The downtrend doesn’t just take off but we see another transition pattern after the uptrend has ended. The Head & Shoulders is maybe my favorite pattern and so versatile with high predictive power. The Head & Shoulders shows a transition from an uptrend to downtrend as the highs are slowly turning around.

If you’d extend the previous support, you’d also see that the Head is retesting it now as resistance.

The hardest part of the Head & Shoulders is waiting for a confirmed break of the neckline – the support level.


The real trend

In hindsight, the trend looks super easy to trade after the Head & Shoulder breakout. The problem here usually is that many traders will prematurely have shorted the market before and accumulated losses and got so frustrated that they’ll not trust the neckline breakout.

Looking at clean charts and applying patience is not easy, but it will transform your trading.
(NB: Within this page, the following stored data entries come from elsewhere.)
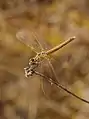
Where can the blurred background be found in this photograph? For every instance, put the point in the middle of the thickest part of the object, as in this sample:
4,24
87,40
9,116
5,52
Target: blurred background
54,21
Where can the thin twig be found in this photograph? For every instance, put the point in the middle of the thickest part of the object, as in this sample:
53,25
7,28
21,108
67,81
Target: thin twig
61,86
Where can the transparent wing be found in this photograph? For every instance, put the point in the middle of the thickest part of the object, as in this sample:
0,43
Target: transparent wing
30,39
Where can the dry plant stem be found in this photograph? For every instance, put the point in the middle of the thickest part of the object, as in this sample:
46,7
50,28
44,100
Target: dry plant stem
60,46
61,86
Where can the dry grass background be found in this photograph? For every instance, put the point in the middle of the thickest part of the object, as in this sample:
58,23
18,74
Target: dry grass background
54,21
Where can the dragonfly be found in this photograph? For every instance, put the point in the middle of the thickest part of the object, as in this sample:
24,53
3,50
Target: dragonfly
30,70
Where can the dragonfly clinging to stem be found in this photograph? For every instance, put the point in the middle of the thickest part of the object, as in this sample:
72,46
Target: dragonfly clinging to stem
34,62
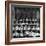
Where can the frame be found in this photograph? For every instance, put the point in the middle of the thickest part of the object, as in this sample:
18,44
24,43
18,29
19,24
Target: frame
10,11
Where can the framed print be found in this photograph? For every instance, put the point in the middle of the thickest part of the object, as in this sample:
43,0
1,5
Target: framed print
24,22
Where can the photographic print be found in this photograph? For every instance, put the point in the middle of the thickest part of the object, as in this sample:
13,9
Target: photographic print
25,22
Once you feel comfortable spotting those simple patterns, you can approach your charts differently and you understand where the big moves happen: once those key levels have been broken and you can stay away from prematurely trying to predict the next big move.


The first consolidation

Everyone who missed the major downtrend move is now frustrated and eagerly waiting to make some money on this chart. Many traders will then start calling early reversals, hoping that they can make up for what they have missed.
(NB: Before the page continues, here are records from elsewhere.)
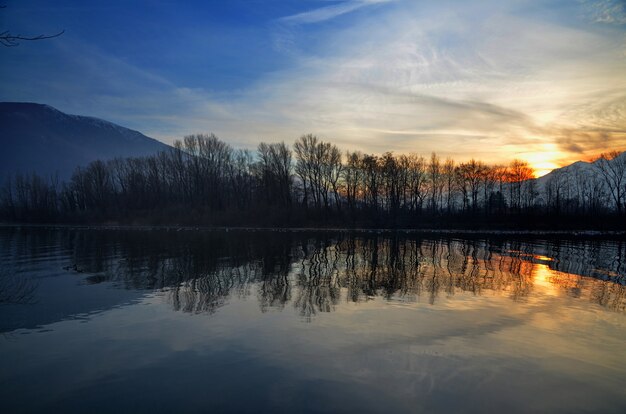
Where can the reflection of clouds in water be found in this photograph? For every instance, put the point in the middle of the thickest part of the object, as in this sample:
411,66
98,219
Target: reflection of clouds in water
358,270
16,288
314,272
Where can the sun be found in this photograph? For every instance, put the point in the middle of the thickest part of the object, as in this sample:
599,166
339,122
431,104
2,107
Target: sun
544,160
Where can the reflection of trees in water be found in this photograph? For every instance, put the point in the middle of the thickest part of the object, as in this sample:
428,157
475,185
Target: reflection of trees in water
16,288
199,271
A good rule of thumb is that, as a reversal trader, you should not go against trends that thave only one trendwave. Single wave trends usually continue and do not turn as easily.

Here we saw a small consolidation, but at no point did we ever see any signs of bullishness. This is a key observation. Reversals are usually preceded by a change in candle size and momentum.


A double bottom

Now, things started to look a little different. After the consolidation, price didn’t continue as strong and the following trendwave was relatively short, compared to what has happened before. Then we also start seeing a double bottom where price struggled to break lower, followed by larger bullish candles – the thing we were missing during the previous consolidation.

Again, this is not enough yet to get long, but it’s a heads up that something is changing here and the bears are not in full controll anymore.

A new trend is born?

Price is now showing a new trend sequence and the price is making higher lows and once it broke the dotted horizontal resistance, we’re also pushing into a fresh area where price does not face any resistance on the way up.

Now it does look like an obvious long and everyone is thinking the same. Such patterns are often followed by a shakeout or a retest that will scare out the already long positioned traders. Remember the Head & Shoulders pattern from the start? It already looked like price was ready to start a new downtrend after the trendline break but the Head & Shoulders made it harder to hold on to those early shorts.


You can see that such a way of reading charts can be very simple. Of course, it doesn’t mean that it’s going to be easy and there are still lots of variables you need to consider before taking a trade, but it’s a great start to declutter your charts and read price action effectively.